Wednesday, 30 March 2022

LET’S HELP THE WOODCOCK

 FROM LEGAL JUSTICE

The Woodcock is a wading bird, a bit like a large Snipe, which generally roosts in the day, often in woodland, and feeds by probing for invertebrates in soggy areas at night.  It is also a gamebird and some 160,000 Woodcock are shot in the UK, in recreational shooting, each year.

Last week, Wild Justice wrote to George Eustice, the Secretary of State at DEFRA, and to Edwin Poots, the Minister for Agriculture, Environment and Rural Affairs in Northern Ireland, asking them to exercise their powers to change the seasons for Woodcock shooting across the UK. Slightly surprisingly, it seems that Mr Eustice still has the power to vary the shooting seasons in Wales and Scotland as well as in England but we assume this would be done in consultation with the Welsh Minister, Leslie Griffiths, and Scottish Cabinet Secretary, Mairi Gougeon.

The UK Woodcock breeding population is in decline and that is not in doubt.
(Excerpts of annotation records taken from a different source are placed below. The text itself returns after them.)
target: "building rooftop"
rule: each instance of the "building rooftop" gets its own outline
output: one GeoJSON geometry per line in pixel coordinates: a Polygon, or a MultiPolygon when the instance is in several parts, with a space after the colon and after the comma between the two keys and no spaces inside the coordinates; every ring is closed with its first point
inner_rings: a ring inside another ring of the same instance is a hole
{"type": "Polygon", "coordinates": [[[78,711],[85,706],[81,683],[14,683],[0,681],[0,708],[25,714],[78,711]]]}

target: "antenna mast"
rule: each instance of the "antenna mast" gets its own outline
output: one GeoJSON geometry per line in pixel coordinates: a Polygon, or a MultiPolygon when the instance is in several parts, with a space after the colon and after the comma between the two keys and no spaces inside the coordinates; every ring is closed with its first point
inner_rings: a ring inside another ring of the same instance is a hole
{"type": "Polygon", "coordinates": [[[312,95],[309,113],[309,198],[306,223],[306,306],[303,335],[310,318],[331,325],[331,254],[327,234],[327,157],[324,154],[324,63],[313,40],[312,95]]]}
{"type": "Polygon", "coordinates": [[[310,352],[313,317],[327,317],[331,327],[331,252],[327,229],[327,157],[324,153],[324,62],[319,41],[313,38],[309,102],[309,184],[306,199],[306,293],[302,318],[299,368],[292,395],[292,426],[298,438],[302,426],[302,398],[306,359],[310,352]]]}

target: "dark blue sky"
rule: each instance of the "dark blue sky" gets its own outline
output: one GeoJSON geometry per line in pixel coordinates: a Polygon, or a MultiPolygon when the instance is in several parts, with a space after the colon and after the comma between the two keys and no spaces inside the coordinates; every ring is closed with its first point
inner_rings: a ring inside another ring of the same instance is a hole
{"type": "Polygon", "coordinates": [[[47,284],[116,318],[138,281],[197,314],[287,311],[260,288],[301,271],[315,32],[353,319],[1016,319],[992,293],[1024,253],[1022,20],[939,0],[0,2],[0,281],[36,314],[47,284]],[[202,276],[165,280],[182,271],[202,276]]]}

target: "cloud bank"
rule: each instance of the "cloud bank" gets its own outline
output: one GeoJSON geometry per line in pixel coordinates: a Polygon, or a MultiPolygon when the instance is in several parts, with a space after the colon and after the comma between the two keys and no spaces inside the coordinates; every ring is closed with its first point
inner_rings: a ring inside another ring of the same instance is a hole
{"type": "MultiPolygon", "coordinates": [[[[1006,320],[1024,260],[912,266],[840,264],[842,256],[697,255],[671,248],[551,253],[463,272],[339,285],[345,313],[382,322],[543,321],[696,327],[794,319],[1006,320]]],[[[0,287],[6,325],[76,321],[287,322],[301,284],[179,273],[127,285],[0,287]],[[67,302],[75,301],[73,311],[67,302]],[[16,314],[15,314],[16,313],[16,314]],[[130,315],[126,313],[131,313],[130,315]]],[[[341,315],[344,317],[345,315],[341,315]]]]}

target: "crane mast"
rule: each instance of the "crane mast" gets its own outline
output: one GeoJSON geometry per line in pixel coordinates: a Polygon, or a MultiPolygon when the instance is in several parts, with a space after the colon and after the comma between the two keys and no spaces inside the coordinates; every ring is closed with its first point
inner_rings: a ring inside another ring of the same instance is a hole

It has been moved from the UK Amber list to Red list because of this ongoing, well-documented population decline.  Under those circumstances there is an argument that all Woodcock shooting should be halted but our suggestion is more modest than that – it is for the shooting season to open not on 1 October (1 September in Scotland) but on 1 December.

The rationale for such a change has been set out by the pro-shooting Game and Wildlife Conservation Trust and rests on the fact that the UK Woodcock population is swelled by large numbers of migrants from Europe and Asia in winter, and in mid winter the continental birds outnumber the UK birds by about 10:1. The arrival of Woodcock in late autumn is well known to naturalists and gives rise to the full moon in November often being known, to shooters and conservationists alike, as the Woodcock moon (for examples see here, here, here).

GWCT have asked shooters to show restraint and not to shoot Woodcock until 1 December but we are asking Mr Eustice and Mr Poots to make that suggestion a matter of law by a small but significant change to the shooting season.

A change to the shooting season is a simple matter and does not require primary legislation. It could be done, at no cost and with no delay in the next few weeks and be in place for next autumn’s shooting season.  There is ample evidence from advertisements offering Woodcock shooting that the call for voluntary restraint has not been heeded.

This simple and precautionary change in order to reduce the pressure on a declining species of conservation concern is a modest request of politicians.  We see it as a test of their commitment to wildlife conservation. If the decline of UK biodiversity is to be halted and reversed then much more expensive and radical action will be needed in many other areas of wildlife policy. Our proposal is simple, is based on science, is administratively easy and has trivial financial implications.  If politicians cannot take action like this, then we cannot trust them to make good their promises to deliver a better future for wildlife.